Secara spesifik, Nabila mengkritik keras fenomena perayaan kelulusan sekolah belakangan ini yang kerap meniru gaya hidup hedonis, bahkan dikemas menyerupai pesta klub malam. Baginya, kelulusan sejatinya adalah momen refleksi dan rasa syukur, bukan ajang hura-hura yang justru mencabut akar identitas dan etika ketimuran pelajar Indonesia.

Menggagas Lahirnya “Murid Cerdas dari Timur”

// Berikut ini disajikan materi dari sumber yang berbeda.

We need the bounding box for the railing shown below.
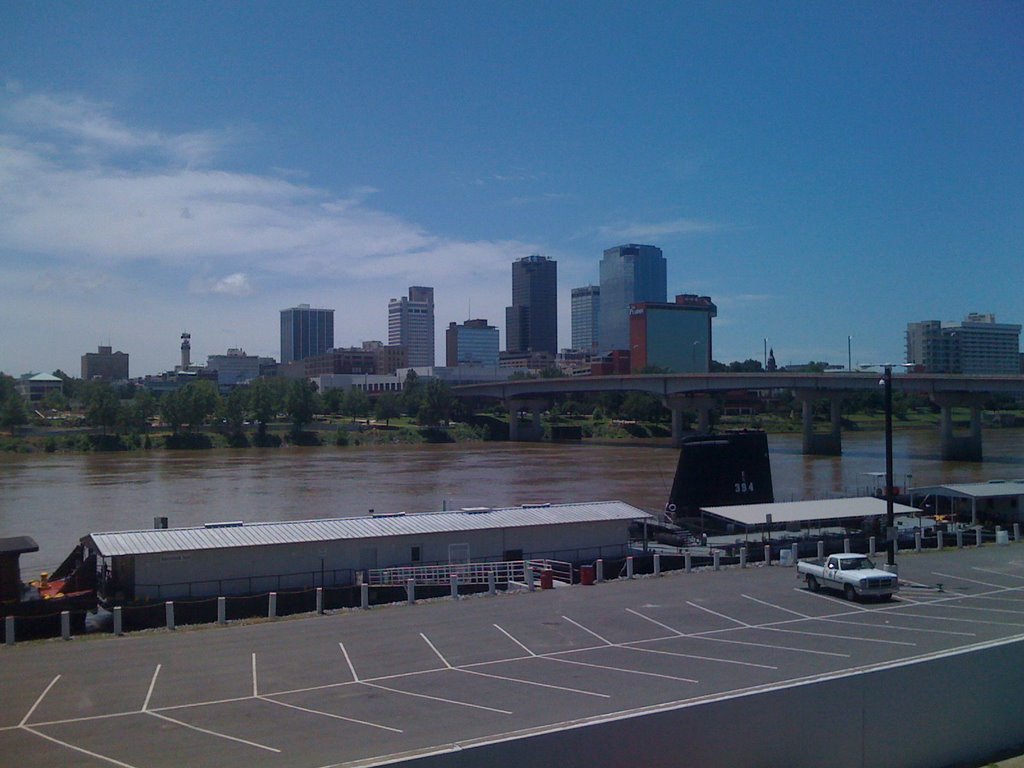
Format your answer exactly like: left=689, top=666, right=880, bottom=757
left=367, top=559, right=572, bottom=587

Menutup pidato kebangsaannya, Nabila menyuntikkan optimisme dengan menyerukan manifesto “Murid Cerdas dari Timur”. Ia meminta para pelajar di NTB untuk membuang jauh-jauh rasa minder saat harus bersaing di kancah nasional maupun global.

“Menjadi pelajar dari Timur bukan berarti harus tertinggal. Kita harus mampu membuktikan bahwa pelajar dari Timur bisa berpikir kreatif, inovatif, dan berdaya saing tinggi dalam penguasaan teknologi, namun tetap menjunjung teguh budaya serta nilai-nilai kebangsaan Indonesia,” pungkas Nabila.

Di bawah nakhoda Azizatun Nabila, GSNI Lombok Tengah kini bersiap menyusun lembaran baru. Dengan spirit BERANI, organisasi ini diharapkan menjadi episentrum pergerakan yang melahirkan generasi pelajar revolusioner; tidak hanya mumpuni secara rasionalitas akademik, tetapi juga peka terhadap realitas sosial masyarakat.